Daría una fortuna por ver y oír, al menos una vez, lo que sucede en el dormitorio de Serge y Babette. Aunque otra parte de mí se opone rotundamente a ello y daría la misma fortuna por no tener que presenciarlo jamás.

«Necesito follar.» Y entonces Babette le dice que le duele la cabeza, que tiene la regla o, sencillamente, que esa noche no quiere saber nada de su cuerpo, sus brazos, sus piernas, su cabeza, su olor. «Pero es que necesito follar ahora.» Intuyo que mi hermano folla igual que come, que se cuela dentro de su mujer tal como se zampa uno de esos enormes bocadillos de croqueta, y después el hambre queda saciada.

—Así que te pasaste todo el rato mirándole las tetas a Scarlett Johansson —dije, más groseramente de lo que había pretendido—. ¿O te referías a otra cosa con lo de obra maestra?

Sobrevino uno de esos silencios portentosos que sólo se oyen en los restaurantes: una conciencia repentinamente más nítida de la presencia de los demás, el ruido y tintineo de los cubiertos de las treinta mesas restantes, unos segundos de calma total durante los cuales los sonidos de fondo pasan a primer plano.

Lo primero que rompió el silencio fue la risa de Babette; miré a mi esposa, que me observaba atónita, y después miré de nuevo a Serge, que también intentaba reírse, aunque sin sentimiento y, por si fuera poco, con la boca llena.

—Vamos, Paul, no te hagas el santo —logró decir—. La verdad es que está muy buena. Un hombre tiene ojos en la cara, ¿no?

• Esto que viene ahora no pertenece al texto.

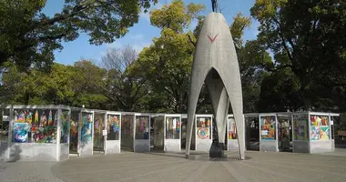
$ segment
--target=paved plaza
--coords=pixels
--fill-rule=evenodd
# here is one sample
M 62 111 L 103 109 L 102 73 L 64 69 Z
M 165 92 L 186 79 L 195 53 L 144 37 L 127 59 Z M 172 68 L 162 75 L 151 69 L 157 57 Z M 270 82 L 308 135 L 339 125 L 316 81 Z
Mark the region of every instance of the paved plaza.
M 335 154 L 335 155 L 334 155 Z M 247 160 L 229 154 L 209 159 L 175 153 L 130 153 L 70 157 L 59 163 L 0 163 L 0 181 L 345 181 L 346 152 L 310 155 L 246 152 Z

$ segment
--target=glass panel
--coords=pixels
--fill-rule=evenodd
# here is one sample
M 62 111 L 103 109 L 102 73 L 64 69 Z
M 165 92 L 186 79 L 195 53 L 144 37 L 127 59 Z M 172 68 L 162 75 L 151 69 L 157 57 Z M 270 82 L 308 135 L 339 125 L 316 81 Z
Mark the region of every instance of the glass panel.
M 57 110 L 15 110 L 13 141 L 56 143 Z
M 260 116 L 260 139 L 275 140 L 276 139 L 276 119 L 275 116 Z
M 308 115 L 293 115 L 294 140 L 307 141 L 309 140 L 309 116 Z
M 310 138 L 311 140 L 329 140 L 330 126 L 328 116 L 310 115 Z
M 229 139 L 238 139 L 236 121 L 234 117 L 229 116 Z
M 149 116 L 136 116 L 136 139 L 149 139 Z
M 94 150 L 104 149 L 104 136 L 103 130 L 105 129 L 105 115 L 95 114 L 94 115 Z
M 180 139 L 180 117 L 166 116 L 166 139 Z
M 91 142 L 93 130 L 93 115 L 89 113 L 82 113 L 82 122 L 80 130 L 80 141 Z
M 79 112 L 72 112 L 70 117 L 70 150 L 76 151 L 78 147 L 78 117 Z
M 63 111 L 61 114 L 61 138 L 60 143 L 67 143 L 68 141 L 68 111 Z
M 8 140 L 9 121 L 9 109 L 0 109 L 0 143 L 3 145 L 6 145 Z
M 133 117 L 134 116 L 121 116 L 121 140 L 133 139 Z M 121 141 L 123 144 L 123 141 Z
M 198 139 L 211 139 L 211 116 L 196 117 Z
M 120 115 L 108 115 L 107 140 L 119 140 Z

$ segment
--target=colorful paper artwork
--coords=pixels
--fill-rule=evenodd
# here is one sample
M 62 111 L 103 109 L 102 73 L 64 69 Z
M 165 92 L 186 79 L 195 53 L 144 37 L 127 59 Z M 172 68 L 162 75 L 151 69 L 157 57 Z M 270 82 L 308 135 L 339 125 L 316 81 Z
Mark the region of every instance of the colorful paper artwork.
M 234 118 L 229 118 L 229 139 L 237 139 L 237 128 Z
M 39 122 L 38 122 L 38 111 L 35 113 L 35 117 L 34 117 L 34 125 L 33 126 L 38 126 Z
M 330 126 L 328 116 L 310 116 L 311 140 L 329 140 Z
M 276 119 L 274 116 L 260 117 L 260 136 L 263 140 L 275 140 Z
M 108 126 L 107 126 L 107 140 L 118 140 L 120 131 L 120 116 L 108 115 Z
M 311 126 L 329 126 L 328 116 L 313 116 L 310 117 Z
M 83 126 L 81 128 L 81 141 L 90 142 L 92 140 L 92 116 L 87 115 L 83 116 Z
M 147 126 L 147 119 L 146 117 L 140 117 L 140 119 L 137 119 L 137 121 L 139 120 L 139 131 L 143 132 L 146 129 Z
M 32 127 L 32 142 L 35 143 L 56 143 L 56 127 Z
M 210 139 L 209 138 L 209 127 L 198 127 L 197 136 L 199 139 Z
M 46 112 L 43 112 L 41 115 L 39 126 L 46 126 Z
M 76 150 L 78 147 L 78 122 L 72 117 L 70 121 L 70 148 Z
M 311 140 L 329 140 L 330 128 L 329 126 L 311 126 L 310 131 Z
M 57 111 L 56 111 L 56 114 L 54 115 L 54 124 L 53 124 L 53 126 L 57 126 L 57 119 L 58 119 L 57 115 L 58 115 Z M 65 119 L 66 121 L 67 121 L 67 113 L 63 114 L 62 116 L 65 116 L 65 118 L 62 118 L 62 119 Z
M 57 116 L 57 115 L 56 115 Z M 56 117 L 57 117 L 56 116 Z M 63 113 L 61 115 L 61 138 L 60 143 L 67 143 L 68 140 L 68 123 L 67 123 L 67 113 Z
M 25 111 L 25 115 L 26 115 L 26 123 L 31 126 L 33 123 L 33 113 L 30 111 Z
M 117 116 L 108 116 L 108 131 L 112 129 L 114 132 L 118 132 L 120 129 L 120 122 Z
M 14 140 L 17 143 L 26 143 L 29 141 L 28 133 L 30 126 L 27 123 L 15 123 L 14 125 Z
M 50 110 L 49 111 L 49 115 L 48 115 L 48 126 L 53 126 L 53 114 L 52 114 L 52 111 Z
M 23 111 L 19 111 L 16 115 L 16 121 L 15 123 L 24 123 L 25 121 L 25 116 Z
M 307 139 L 307 121 L 297 120 L 294 121 L 294 137 L 295 140 L 306 140 Z

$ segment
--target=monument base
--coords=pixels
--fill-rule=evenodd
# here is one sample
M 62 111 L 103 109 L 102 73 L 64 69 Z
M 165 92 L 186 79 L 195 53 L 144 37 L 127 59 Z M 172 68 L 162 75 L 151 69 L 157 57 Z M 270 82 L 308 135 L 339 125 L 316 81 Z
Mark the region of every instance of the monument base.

«Tía buena.» A Claire tampoco le gustaba demasiado esa expresión. Ella siempre decía «un hombre guapo», jamás «un tío bueno», y no hablemos ya de «un culo bonito». «Esa moda de decir continuamente “qué culo tan bonito” me parece de lo más forzado en boca de una mujer —había comentado en alguna ocasión—. Es lo mismo que verlas fumar en pipa o escupir en el suelo.»

En lo más profundo de su ser, Serge siempre había sido un patán, un maleducado: el mismo maleducado al que echaban de la mesa por soltar eructos.

—A mí también me parece que Scarlett Johansson es una mujer muy hermosa —dije—. Pero parecía que para ti eso fuese lo más importante de la película, corrígeme si me equivoco.

—Bueno, va de ese tipo, ¿cómo se llama?, el inglés que es profesor de tenis y se obsesiona con ella. Al final tiene que matarla a tiros para poder cumplir su objetivo.

—Pero ¡bueno! —exclamó Babette—. ¡No cuentes de qué va, haces que pierda toda la gracia para quien aún no la ha visto! —Volvió a producirse un silencio en el que mi cuñada nos miró sucesivamente a Claire y a mí—. ¡Oh, qué tonta, estoy en las nubes, pero si ya la habéis visto!